Sin embargo, aquí el cansancio de Aurora Bautista resulta más real, menos impostado, que el de Ana Mariscal. El largo tramo sin palabras que discurre desde que la mujer abandona la faena cotidiana hasta que caer llorando en su cama hace físico el agotamiento. También el personaje de José Suárez resulta menos literario que el interpretado por Fernando Nogueras en Un hombre va por el camino. No hay simbolismo alguno en este hombre que llega a una alquería manchega y sabe cómo aliviar la herida en el casco de una caballería y apreciar una buena escopeta. El diálogo sobre la ausencia de un hombre en la casa remite indudablemente al western:
–Hay tres cosas que un hombre que lo sea no abandona jamás: el caballo, la escopeta y la mujer –dice José Suárez como podría haberlo dicho John Wayne.
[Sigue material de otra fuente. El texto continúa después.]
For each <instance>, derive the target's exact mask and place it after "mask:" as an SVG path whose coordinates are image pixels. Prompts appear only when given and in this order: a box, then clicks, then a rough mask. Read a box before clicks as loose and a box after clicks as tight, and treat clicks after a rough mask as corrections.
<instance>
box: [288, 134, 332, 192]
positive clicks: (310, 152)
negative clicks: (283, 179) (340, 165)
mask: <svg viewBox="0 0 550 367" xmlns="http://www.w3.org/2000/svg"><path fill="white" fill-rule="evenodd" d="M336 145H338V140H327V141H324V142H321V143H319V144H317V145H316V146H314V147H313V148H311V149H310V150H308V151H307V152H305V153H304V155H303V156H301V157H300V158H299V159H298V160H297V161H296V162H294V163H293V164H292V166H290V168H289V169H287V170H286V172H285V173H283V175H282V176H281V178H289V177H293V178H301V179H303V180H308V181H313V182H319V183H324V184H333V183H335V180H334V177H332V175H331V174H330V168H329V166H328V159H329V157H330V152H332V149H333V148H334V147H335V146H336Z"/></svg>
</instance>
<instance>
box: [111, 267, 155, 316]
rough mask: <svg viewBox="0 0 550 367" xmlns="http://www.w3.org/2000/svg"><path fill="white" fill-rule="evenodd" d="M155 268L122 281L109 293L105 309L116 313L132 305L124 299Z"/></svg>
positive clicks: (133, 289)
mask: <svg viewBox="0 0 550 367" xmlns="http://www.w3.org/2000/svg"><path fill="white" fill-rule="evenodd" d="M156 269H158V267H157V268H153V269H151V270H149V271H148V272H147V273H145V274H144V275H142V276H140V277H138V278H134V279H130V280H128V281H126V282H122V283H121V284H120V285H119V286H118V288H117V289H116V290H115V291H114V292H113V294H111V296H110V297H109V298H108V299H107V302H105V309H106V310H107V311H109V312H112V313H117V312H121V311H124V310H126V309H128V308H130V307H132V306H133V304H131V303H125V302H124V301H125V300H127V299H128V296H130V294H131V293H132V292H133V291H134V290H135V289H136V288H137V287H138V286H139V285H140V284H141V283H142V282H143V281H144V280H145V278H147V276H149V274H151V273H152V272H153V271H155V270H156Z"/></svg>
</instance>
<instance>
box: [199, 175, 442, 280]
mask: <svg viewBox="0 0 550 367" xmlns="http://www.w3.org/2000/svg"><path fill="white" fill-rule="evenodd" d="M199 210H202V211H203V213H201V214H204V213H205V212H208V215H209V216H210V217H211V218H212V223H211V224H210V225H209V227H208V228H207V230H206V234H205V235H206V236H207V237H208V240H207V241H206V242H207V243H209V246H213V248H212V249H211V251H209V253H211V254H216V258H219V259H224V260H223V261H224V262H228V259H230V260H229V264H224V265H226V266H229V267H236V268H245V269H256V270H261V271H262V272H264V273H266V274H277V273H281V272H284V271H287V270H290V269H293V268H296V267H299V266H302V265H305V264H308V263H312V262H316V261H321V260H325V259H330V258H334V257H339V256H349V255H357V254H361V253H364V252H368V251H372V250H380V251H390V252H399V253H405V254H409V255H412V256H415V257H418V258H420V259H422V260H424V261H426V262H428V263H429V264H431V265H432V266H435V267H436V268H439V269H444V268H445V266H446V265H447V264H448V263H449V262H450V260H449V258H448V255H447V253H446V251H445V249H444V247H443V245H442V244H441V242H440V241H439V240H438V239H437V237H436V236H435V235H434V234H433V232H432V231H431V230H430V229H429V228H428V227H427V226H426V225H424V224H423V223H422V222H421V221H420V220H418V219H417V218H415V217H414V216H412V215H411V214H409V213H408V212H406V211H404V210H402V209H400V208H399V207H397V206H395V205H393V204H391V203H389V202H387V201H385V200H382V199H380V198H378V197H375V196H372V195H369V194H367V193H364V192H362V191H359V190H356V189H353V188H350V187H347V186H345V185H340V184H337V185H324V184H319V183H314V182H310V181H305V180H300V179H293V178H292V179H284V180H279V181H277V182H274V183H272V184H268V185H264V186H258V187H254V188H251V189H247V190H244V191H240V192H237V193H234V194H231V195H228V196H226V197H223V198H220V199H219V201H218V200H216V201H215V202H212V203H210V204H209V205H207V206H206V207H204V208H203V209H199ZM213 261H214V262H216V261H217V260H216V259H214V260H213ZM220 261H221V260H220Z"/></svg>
No menciona la tierra, porque la tierra es la mujer, cuya aridez Juan (Suárez) desflora con el arado y cuya cosecha es el fruto del deseo sublimado que siente por Aurelia (Bautista). El diálogo hace explícito ante el molino el pacto que obliga a ambos a frustrar su pasión. Pero “El Condenado” (Carlos Lemos) regresa a su casa por un indulto y el drama de los celos se precipita. La película se recluye entonces en interiores y sólo regresa a los exteriores para los dos enfrentamientos entre los hombres: un duelo de habilidad y resistencia con los arados y el postrero, a navaja, según la tradición hispana con la mujer prematuramente enlutada y asumiendo su condición de heroína trágica.
Una pega: la introducción de piezas de Beethoven en la banda sonora se nos antoja hoy un capricho fuera de lugar, más propio de las estrecheces del ceneísmo amateur que de una producción industrial.